Враждебность населения стала очевидной, как только испанцы бросили якорь. От берега отошли каноэ, полные вооруженных воинов с золотой маской в качестве боевого знака. Когда же Писарро высадился на берег с целью попытаться объясниться на языке жестов, на его отряд набросились орды воинов. Писарро удалось спастить только потому, что индейцы на мгновение остолбенели при виде того, как один из кабальеро отделился от своей лошади.

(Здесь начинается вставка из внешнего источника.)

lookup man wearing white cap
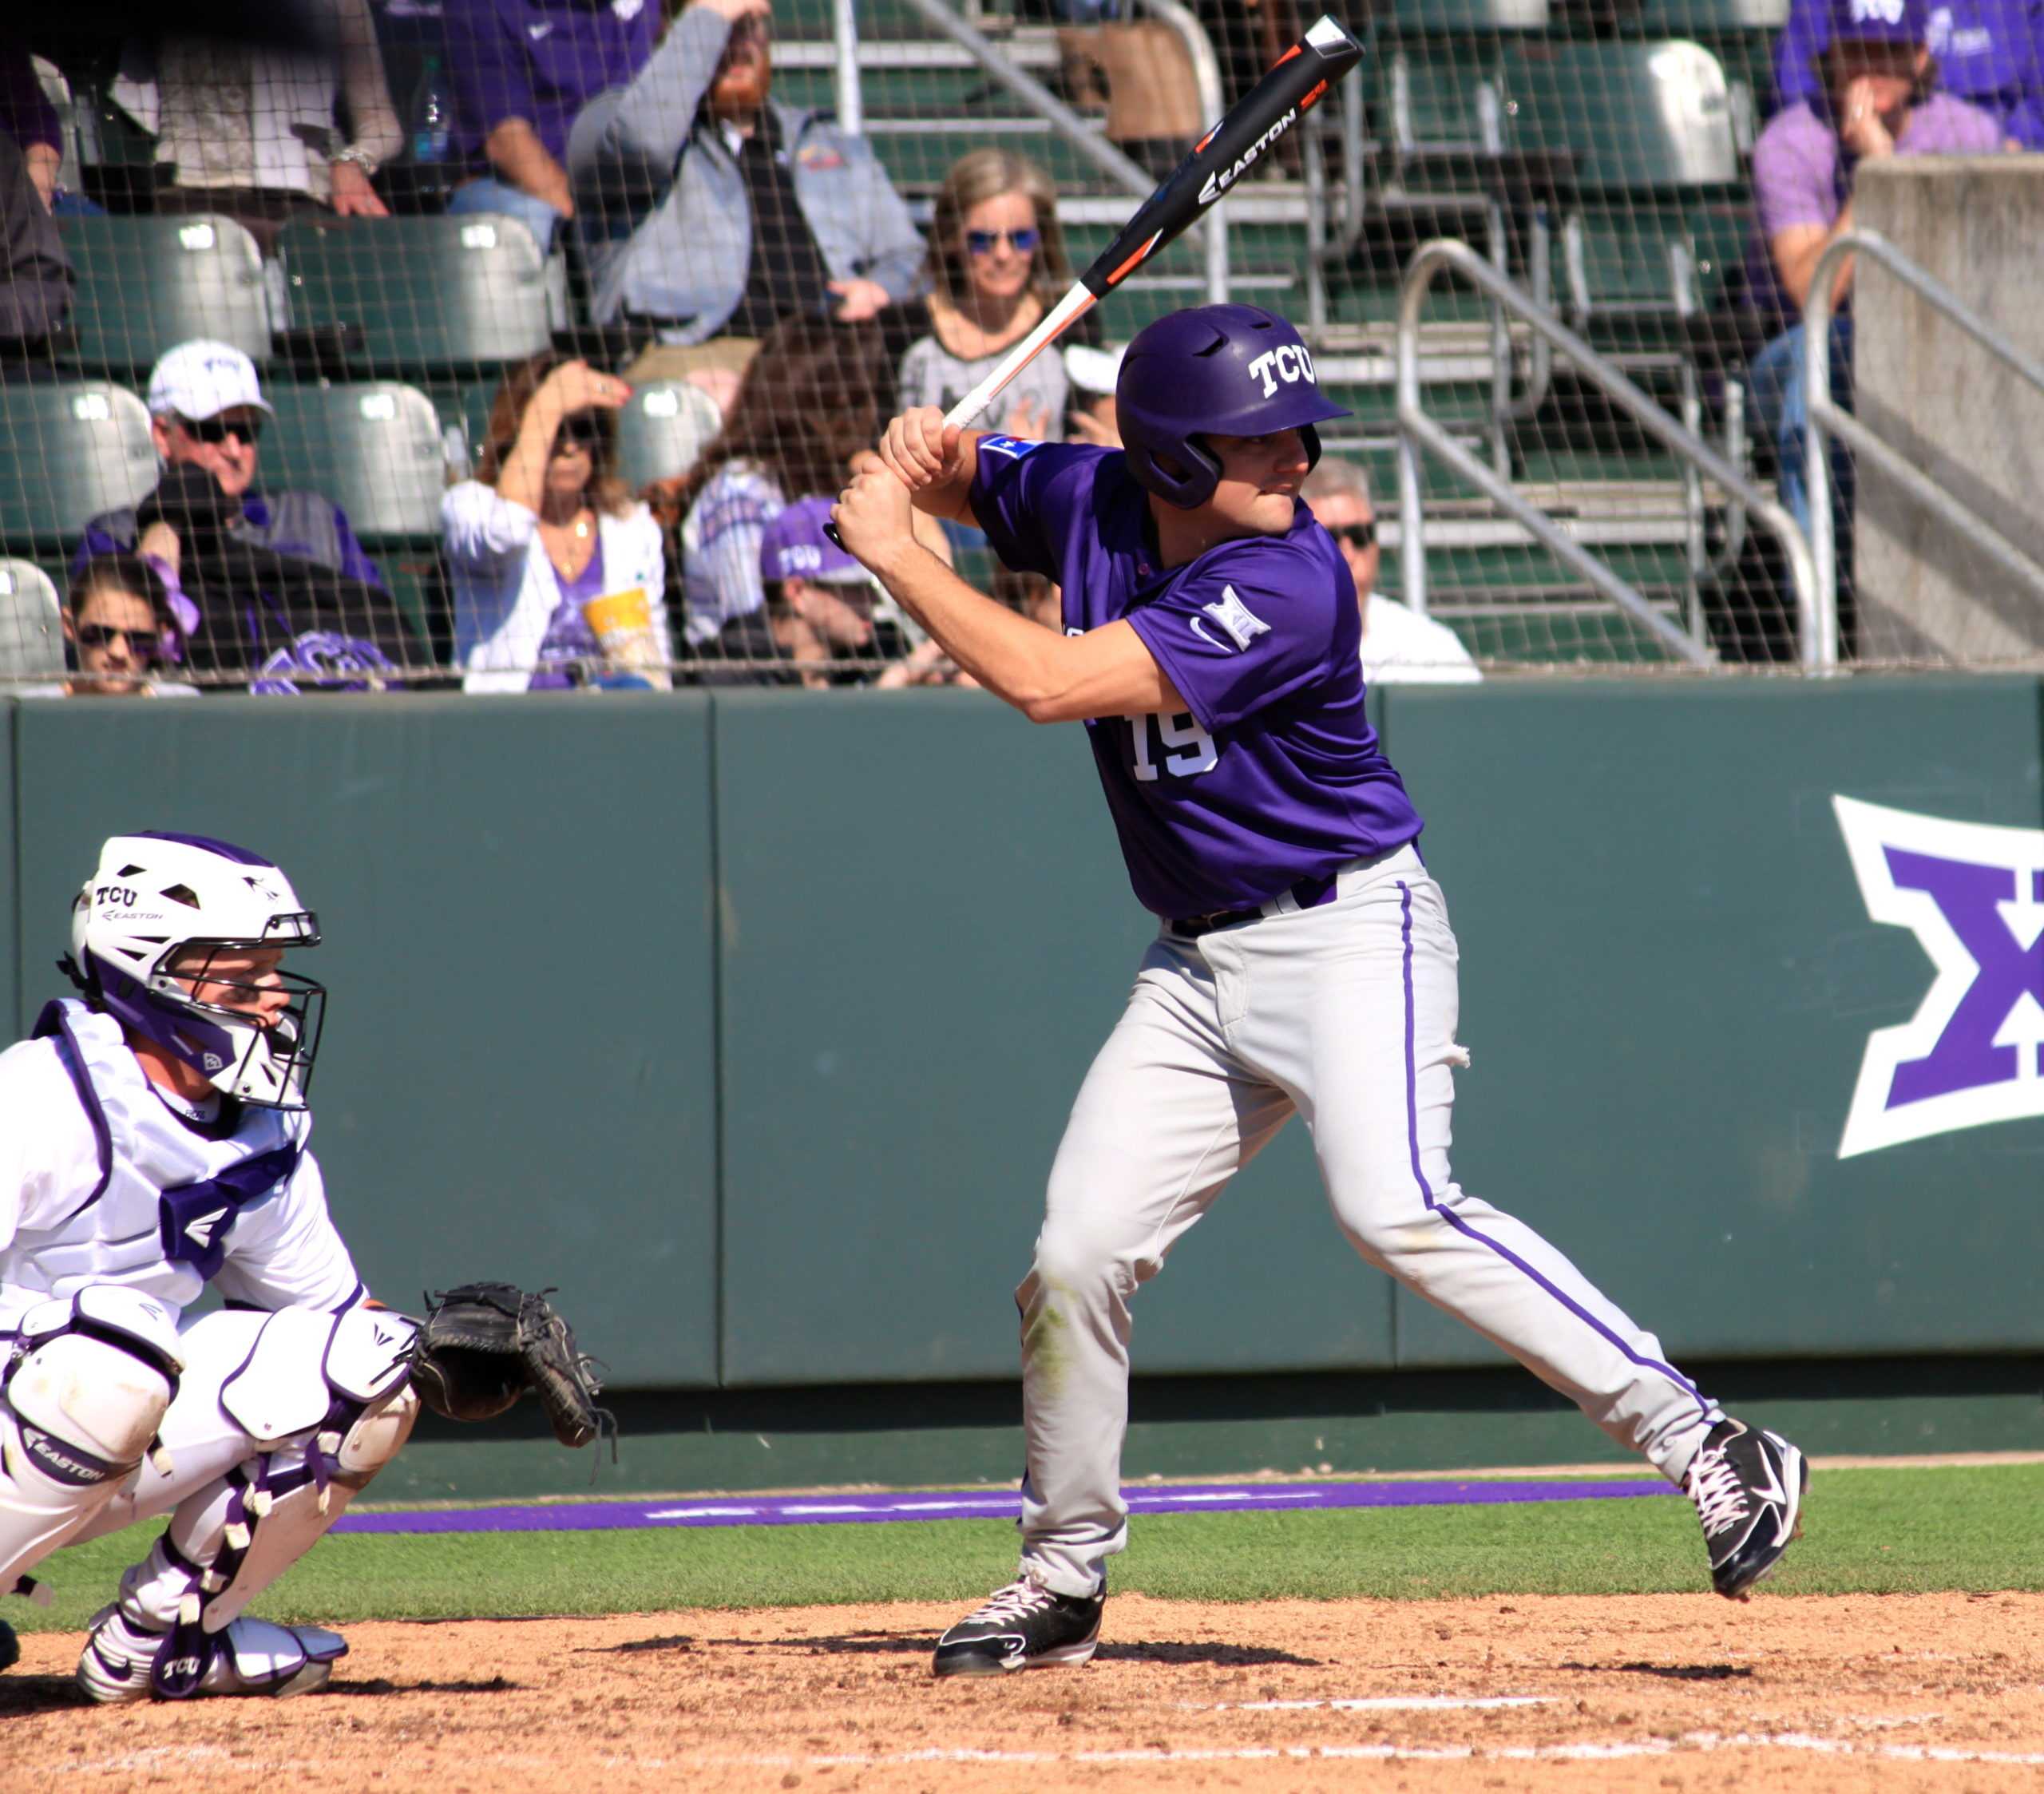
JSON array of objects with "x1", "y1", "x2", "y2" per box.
[
  {"x1": 75, "y1": 340, "x2": 390, "y2": 602},
  {"x1": 71, "y1": 341, "x2": 416, "y2": 689}
]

Эта единственная стычка настолько обескуражила людей Писарро, что большинство из них шумно потребовали возвращения в Панаму. Отчасти это объяснялось условиями, в которых им приходилось действовать, отчасти – качеством человеческого материала. До Панамы было немногим более пятисот миль, но для большинства участников экспедиции каждая миля являлась настоящим шагом в неведомое. Пятьсот миль – небольшое расстояние для экспедиции первооткрывателей, однако существование людей на борту кораблей Писарро сильно отличалось от жизни участников плаваний Колумба и Магеллана. Они не были моряками. Эти солдаты-авантюристы не имели представления об управлении кораблями в открытом море. Точные размеры судов экспедиции неизвестны, однако мало вероятно, чтобы они были больше «Санта-Марии», длина которой составляла всего 78,5 фута; в дополнение к команде каждое из них несло почти сто человек, не считая лошадей и припасов. Каждый, кому приходилось плавать на дрифтере или траулере такого размера, поймет возникающий при этом дискомфорт – а во время шторма условия жизни на борту становились почти невыносимыми. Более того, поскольку ветеранам-колонистам было очень хорошо известно, с какими тяготами неизбежно столкнется экспедиция, и Писарро, и Альмагро вынуждены были набирать людей среди неудачников колонии или новоприбывших из Испании. В Европе эти люди стали не нужны в связи с окончанием войны и прибыли за море искать удачи, будучи в состоянии, близком к отчаянию. В отличие от Кортеса у Писарро не было возможности выковать из этого невдохновляющего материала дисциплинированную и эффективную силу. Он знал, что при столкновении с решительным противодействием местного населения шансов уцелеть у него будет немного.